FFT algorithm: what is included in IN / OUT? (re: real-time pitch detection)

I am trying to extract pitch data from an audio stream. From what I see, it seems that FFT is the best algorithm to use.

Instead of delving right into the math, can someone help me figure out what this FFT algorithm does?

Please do not say anything obvious like "FFT extracts frequency data from a raw signal." I need the next level of detail.

Why should I go, and what should I do?

Once I understand the interface explicitly, this will help me understand the implementation.

I believe that I need to transfer an audio buffer, I need to say how many bytes to use for each calculation (say, the last 1024 bytes from this buffer). and maybe I need to specify the range of steps that I want to detect. Now is he going to convey something? Lots of frequency bins? What is it?

(Edit :) I found a C ++ algorithm to use (if I can only figure it out)
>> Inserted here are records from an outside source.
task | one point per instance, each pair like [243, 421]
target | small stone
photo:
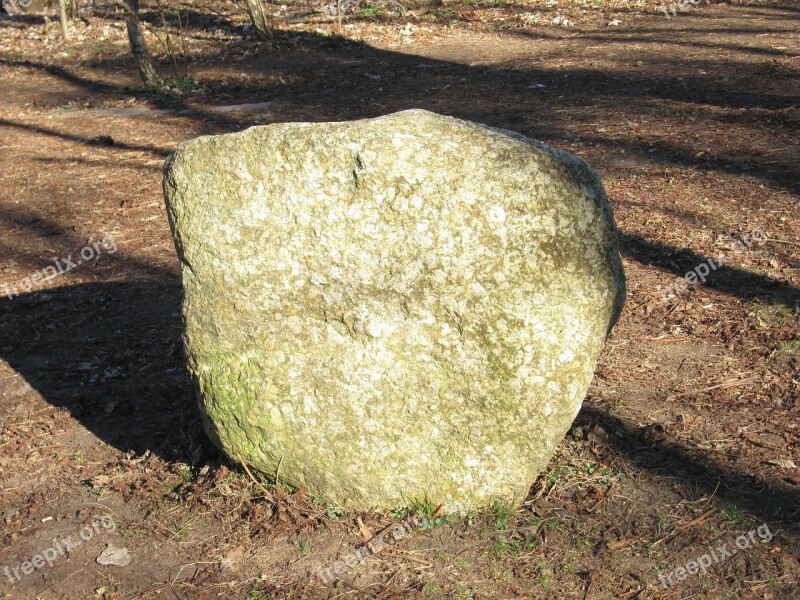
[113, 555]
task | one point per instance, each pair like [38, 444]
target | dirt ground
[689, 439]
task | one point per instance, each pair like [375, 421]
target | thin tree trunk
[144, 62]
[62, 18]
[256, 11]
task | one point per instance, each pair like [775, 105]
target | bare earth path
[689, 438]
Performous extracts the pitch from the microphone. Also, the code is open source. Here is a description of what the algorithm does, from the guy who encoded it.

  • PCM input (buffered)
  • FFT (1024 samples at a time, then removes 200 samples from the front of the buffer)
  • The reassignment method (versus the previous FFT, which was previously 200 samples)
  • Peak filtering (this part can be done much better or even eliminated).
  • The combination of peaks with harmonic sets (we call the combination of timbre)
  • Temporal filtering of tones (update the set of previously detected tones instead of simply using just discovered tones)
  • Choose the best vocal tone (frequency limits, weighting, you can also use a harmonic array, but I don’t think we do it)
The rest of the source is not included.